Irish Examiner view: Female athletes taking a stand

Elnaz Rekabi
Irish Examiner view: Female athletes taking a stand

 Iranian competitive climber Elnaz Rekabi competed without a hijab, disobeying the Islamic Republic’s restrictions for female athletes.

The disappearance of Iranian athlete Elnaz Rekabi has uncomfortable echoes of other recent cases in which female athletes have suffered unduly because they have taken a stand.

At the Tokyo Olympics last year, Belarus Olympic athlete Krystsina Tsimanouskaya was awarded a humanitarian visa from Poland after being threatened with repatriation to Minsk because of her criticism of Olympic team officials.

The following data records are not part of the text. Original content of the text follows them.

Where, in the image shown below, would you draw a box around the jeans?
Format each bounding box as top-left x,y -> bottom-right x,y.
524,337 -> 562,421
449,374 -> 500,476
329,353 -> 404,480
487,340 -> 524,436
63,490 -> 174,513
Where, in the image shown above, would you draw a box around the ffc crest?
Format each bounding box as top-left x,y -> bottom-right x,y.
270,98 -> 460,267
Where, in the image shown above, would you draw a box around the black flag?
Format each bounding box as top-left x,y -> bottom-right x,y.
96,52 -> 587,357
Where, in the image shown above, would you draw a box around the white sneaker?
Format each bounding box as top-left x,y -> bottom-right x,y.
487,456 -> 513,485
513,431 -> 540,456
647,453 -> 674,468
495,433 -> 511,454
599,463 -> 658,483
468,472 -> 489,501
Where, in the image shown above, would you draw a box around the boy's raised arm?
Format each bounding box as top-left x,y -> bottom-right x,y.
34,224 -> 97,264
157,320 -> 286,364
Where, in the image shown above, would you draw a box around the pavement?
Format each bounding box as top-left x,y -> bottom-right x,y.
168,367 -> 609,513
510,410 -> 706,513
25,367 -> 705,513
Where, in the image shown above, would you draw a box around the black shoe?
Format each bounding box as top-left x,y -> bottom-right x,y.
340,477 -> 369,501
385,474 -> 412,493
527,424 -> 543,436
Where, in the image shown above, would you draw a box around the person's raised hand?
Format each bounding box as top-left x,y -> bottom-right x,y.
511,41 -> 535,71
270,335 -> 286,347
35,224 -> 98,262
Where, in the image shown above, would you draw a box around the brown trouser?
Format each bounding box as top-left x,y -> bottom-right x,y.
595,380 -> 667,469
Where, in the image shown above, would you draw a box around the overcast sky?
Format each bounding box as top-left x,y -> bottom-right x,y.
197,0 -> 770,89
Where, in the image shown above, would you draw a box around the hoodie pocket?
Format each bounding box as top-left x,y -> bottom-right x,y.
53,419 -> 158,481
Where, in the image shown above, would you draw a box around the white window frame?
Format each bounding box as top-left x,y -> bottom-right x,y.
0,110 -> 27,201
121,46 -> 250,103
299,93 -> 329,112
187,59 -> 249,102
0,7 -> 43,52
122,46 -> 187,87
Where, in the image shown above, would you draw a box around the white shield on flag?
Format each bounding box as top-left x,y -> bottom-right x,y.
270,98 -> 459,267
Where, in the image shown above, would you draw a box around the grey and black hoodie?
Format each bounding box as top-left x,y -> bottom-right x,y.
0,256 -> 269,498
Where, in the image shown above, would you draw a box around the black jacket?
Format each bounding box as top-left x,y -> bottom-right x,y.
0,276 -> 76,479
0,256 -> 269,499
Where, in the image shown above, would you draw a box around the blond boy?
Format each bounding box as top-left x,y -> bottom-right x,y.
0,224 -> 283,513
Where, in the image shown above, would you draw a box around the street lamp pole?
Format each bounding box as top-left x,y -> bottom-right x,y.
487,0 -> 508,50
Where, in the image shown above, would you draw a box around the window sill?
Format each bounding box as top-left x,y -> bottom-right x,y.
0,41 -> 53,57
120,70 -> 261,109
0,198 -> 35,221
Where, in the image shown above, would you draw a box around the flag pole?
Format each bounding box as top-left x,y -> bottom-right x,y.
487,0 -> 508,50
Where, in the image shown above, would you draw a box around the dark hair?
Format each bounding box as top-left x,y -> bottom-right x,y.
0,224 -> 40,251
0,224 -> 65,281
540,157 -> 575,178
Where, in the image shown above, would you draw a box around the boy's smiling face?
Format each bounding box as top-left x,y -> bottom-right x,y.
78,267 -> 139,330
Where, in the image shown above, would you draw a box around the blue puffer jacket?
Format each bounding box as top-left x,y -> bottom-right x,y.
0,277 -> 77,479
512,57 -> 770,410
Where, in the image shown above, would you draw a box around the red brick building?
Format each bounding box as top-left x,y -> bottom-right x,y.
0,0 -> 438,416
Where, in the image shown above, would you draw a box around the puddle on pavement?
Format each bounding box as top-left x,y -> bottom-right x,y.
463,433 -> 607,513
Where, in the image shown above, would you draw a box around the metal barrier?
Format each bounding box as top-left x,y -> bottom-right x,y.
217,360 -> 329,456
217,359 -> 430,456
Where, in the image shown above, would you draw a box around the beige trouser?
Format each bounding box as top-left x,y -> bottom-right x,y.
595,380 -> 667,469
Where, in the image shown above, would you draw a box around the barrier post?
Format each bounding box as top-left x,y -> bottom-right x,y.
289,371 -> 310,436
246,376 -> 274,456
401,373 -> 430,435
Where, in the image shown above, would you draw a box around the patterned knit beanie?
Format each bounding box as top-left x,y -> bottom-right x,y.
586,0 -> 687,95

Rekabi, representing Iran at the Asian Climbing Competitions finals in Seoul, competed without hijab, disobeying the Islamic Republic’s restrictions for female athletes — a powerful gesture given the ongoing demonstrations in Iran following the death five weeks ago of Mahsa Amini, who was detained by Iran’s morality police because of her clothing.

Early reports suggested Rekabi had been put on an early flight back from Seoul to Iran, but the story took another twist when she issued an apology on Instagram apologising for the “worries that I caused” and stating that her headwear had “inadvertently” caused an issue for her climbing.

Observers may detect a similarity here with another case in 2021, when tennis star Peng Shuai accused a retired Chinese official of sexual assault — and then disappeared from public view. The Chinese authorities were questioned about her whereabouts but deflected the questions — until Peng herself featured on state media two weeks later denying that she made the allegations in the first place.

In Rekabi’s case, the regime in Iran is clearly struggling to quell internal resistance, with many women signifying their opposition to religious strictures by cutting their hair and burning their headscarves in public. The fact that the athlete has sought to clarify her situation may not convince an international community with experience of the Peng and Tsimanouskaya cases.

However, what exactly can the international community do in response is a question with no clear answer.